02-19-24 (Friday)

Lord, we come to you asking for your wisdom to navigate the complex technological world you put us and your church.
We see the great powers that are laid today in the hands of big IT companies and institutions.
Give us the grace and strength to resist these powers when they threaten our lives and the lives of our neighbors
And, when we can’t, be with us as we suffer the brokenness of the culture we live in.
Just as our Lord Jesus suffered, give us the same hope that he had - that you have the power to make all things new.
Let this hope shine forth, so that more people may come and glorify you.

Lord, yours is the power, and you alone can do great things.
We are sure we shall see your goodness in the land of the living (Psalm 27:13-14).
Let us be strong, hold heart and wait for you, always. Amen.

1 Context managers and with syntax

  • Context managers are special types of classes/objects that create a kind of “context” around some operation, setting up some things first and then cleaning everything up when it is done.
    • To use a context manager, you use the Python syntax with.
  • For example, suppose you have a class called Transaction which refers to a bank transaction. Take a look at the following code:
class Transaction:
    def __enter__(self):
        print("Beginning transaction")
        # Do everything needed before doing the transaction - connect to databases, open files, etc.
        return self

    def __exit__(self, exc_type, exc_value, traceback):
        # Do everything needed after finishing it - disconnect, close files, etc.
        print("Finished transaction")

# Using the context manager
with Transaction():
    print("Performing transaction operations")
Beginning transaction
Performing transaction operations
Finished transaction
  • Another example: a timer which is also a context manager:
import time

class Timer:
    def __enter__(self):
        self.start_time = time.time()
        return self

    def __exit__(self, exc_type, exc_value, traceback):
        self.end_time = time.time()
        elapsed_time = self.end_time - self.start_time
        print(f"Time taken: {elapsed_time:.2f} seconds")
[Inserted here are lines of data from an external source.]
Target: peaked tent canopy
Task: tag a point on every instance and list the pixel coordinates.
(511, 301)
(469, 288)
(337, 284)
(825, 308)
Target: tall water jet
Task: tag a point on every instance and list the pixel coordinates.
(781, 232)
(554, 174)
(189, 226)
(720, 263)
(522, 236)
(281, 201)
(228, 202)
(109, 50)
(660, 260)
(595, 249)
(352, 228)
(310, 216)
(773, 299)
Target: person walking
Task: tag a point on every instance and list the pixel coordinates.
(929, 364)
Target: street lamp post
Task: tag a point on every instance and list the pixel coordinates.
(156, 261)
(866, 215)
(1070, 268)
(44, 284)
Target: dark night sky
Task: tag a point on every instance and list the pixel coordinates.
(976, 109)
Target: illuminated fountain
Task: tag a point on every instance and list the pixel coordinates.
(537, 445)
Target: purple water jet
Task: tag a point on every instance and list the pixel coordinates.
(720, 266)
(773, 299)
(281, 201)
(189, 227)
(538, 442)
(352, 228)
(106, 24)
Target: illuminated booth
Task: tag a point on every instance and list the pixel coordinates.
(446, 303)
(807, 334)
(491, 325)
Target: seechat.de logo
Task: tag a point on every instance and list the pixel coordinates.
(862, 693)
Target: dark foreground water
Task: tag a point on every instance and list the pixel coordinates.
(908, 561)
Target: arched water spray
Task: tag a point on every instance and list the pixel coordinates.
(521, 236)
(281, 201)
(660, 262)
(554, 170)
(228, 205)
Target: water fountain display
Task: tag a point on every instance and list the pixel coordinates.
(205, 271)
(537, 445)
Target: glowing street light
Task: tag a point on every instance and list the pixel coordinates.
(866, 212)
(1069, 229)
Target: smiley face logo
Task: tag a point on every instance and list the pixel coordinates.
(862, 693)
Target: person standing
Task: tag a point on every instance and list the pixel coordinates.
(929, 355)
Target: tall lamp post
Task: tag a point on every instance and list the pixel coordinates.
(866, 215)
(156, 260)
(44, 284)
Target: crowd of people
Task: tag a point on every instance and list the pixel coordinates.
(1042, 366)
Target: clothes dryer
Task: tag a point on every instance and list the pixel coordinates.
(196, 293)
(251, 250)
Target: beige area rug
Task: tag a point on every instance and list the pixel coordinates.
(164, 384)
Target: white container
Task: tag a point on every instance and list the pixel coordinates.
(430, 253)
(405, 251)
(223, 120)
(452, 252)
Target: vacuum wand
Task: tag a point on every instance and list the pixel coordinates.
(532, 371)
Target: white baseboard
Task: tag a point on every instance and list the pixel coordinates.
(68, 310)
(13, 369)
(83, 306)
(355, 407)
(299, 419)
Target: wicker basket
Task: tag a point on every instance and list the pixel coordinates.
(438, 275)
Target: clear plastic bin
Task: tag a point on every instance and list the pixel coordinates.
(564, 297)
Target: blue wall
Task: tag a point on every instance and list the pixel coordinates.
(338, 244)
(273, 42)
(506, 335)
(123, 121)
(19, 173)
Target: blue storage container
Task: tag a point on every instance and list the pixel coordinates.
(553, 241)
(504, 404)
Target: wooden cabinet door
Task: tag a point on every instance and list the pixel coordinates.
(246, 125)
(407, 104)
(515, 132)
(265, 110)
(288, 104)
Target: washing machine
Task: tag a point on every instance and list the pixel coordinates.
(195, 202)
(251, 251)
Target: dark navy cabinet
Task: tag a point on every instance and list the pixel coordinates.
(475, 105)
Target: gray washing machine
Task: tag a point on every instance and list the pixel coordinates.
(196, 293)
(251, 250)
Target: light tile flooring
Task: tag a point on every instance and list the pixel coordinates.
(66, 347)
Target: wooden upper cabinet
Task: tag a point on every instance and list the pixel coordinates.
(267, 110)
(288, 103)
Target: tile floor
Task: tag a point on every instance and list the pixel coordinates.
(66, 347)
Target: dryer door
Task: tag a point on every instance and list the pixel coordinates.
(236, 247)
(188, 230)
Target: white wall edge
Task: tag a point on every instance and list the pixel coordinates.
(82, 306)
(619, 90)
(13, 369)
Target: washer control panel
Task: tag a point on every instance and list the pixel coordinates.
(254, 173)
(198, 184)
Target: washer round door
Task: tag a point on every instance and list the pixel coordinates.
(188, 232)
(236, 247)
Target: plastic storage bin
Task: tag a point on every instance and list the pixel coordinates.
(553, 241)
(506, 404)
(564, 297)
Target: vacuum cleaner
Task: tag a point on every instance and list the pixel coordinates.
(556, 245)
# Using the context manager
with Timer():
    # Do some time-consuming operation, for example:
    time.sleep(2)

1.1 File objects in Python ARE context managers

  • You can easily deal with opening and closing a file in Python using its context manager functions, which are part of the file object.
with open('example.txt', 'w') as f:  # returns a file object with "open", which will be referred to as "f"
    f.write('Hello, world!')

2 Handling Binary Files

  • If we don’t want to deal only with text files, Python has a way to read and write any file as a binary sequence.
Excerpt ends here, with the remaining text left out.